Verse 1: 'Hey, Jemmie Forrest, are ye waukin' yet? / Or are your Bailies snoring yet? / If ye were waukin' I would wait, / Ye'd hae a merry, merry morning.' Half of a woodcut illustration can be seen at the top of the sheet, although the top half of it has been ripped off at some point. It would probably have depicted a coach and pair.
Jemmie Forrest was the Lord Provost of Edinburgh in 1842, the year in which Queen Victoria completed her tour of her Scottish realm. Unfortunately for Jemmie there were one or two incidents which caused the city a little embarrassment during her stay. Stands had been set up in Edinburgh so that citizens could view the sovereign's procession. One of these collapsed - killing two people and injuring about 48 more. The Earl of Errol was run over by the Queen's carriage. There was also a security mix-up and the Queen's bodyguards and the city guards became involved in a brawl thus endangering everyone's lives.

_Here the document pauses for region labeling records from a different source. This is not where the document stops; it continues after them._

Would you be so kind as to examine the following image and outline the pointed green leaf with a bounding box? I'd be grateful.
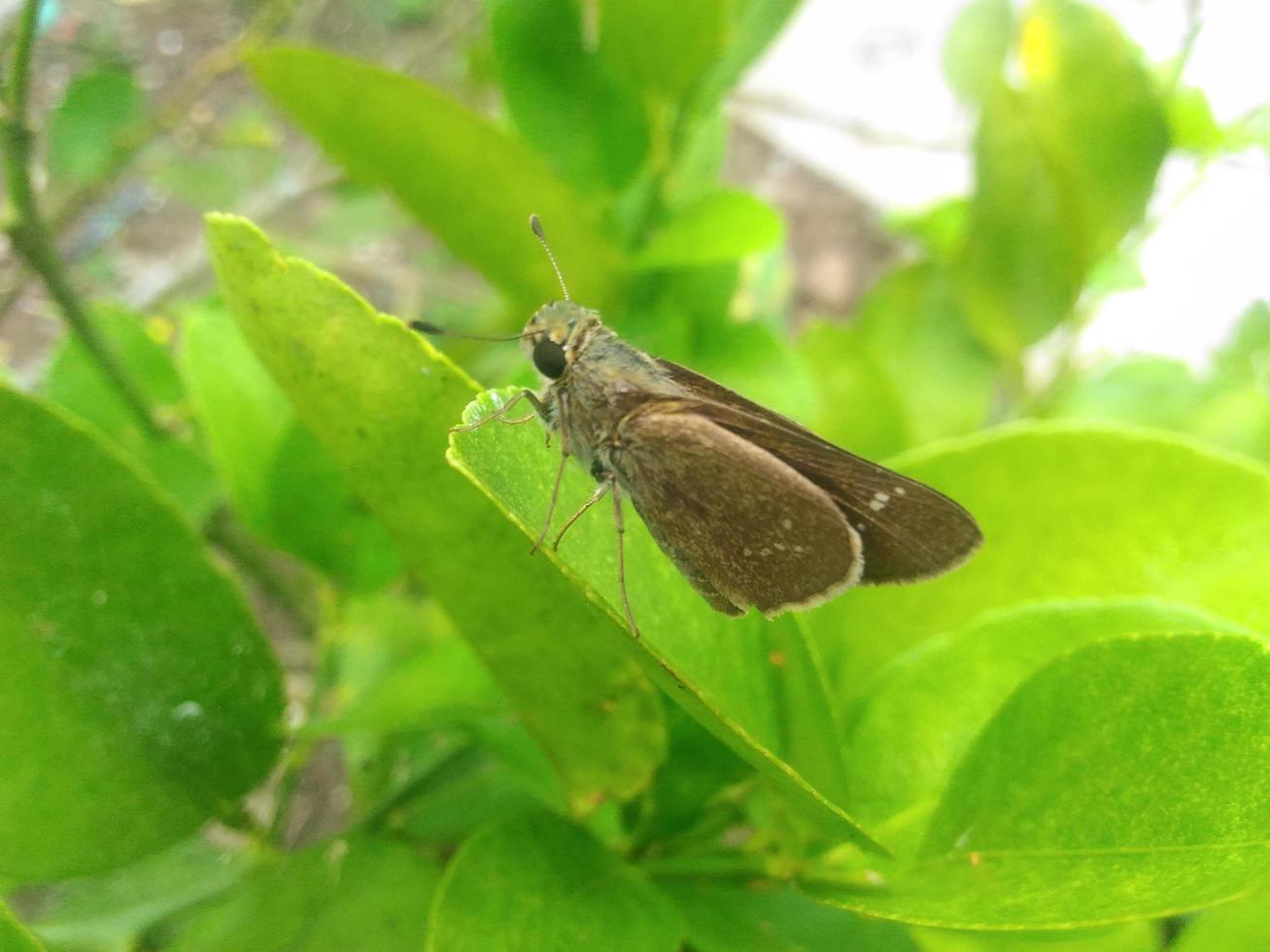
[658,880,921,952]
[181,307,401,589]
[963,0,1170,353]
[24,837,252,948]
[600,0,729,103]
[208,216,665,808]
[0,389,282,881]
[41,307,221,526]
[250,49,624,307]
[427,812,682,952]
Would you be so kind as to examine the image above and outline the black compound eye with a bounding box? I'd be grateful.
[533,335,566,380]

Early ballads were dramatic or humorous narrative songs derived from folk culture that predated printing. Originally perpetuated by word of mouth, many ballads survive because they were recorded on broadsides. Musical notation was rarely printed, as tunes were usually established favourites. The term 'ballad' eventually applied more broadly to any kind of topical or popular verse.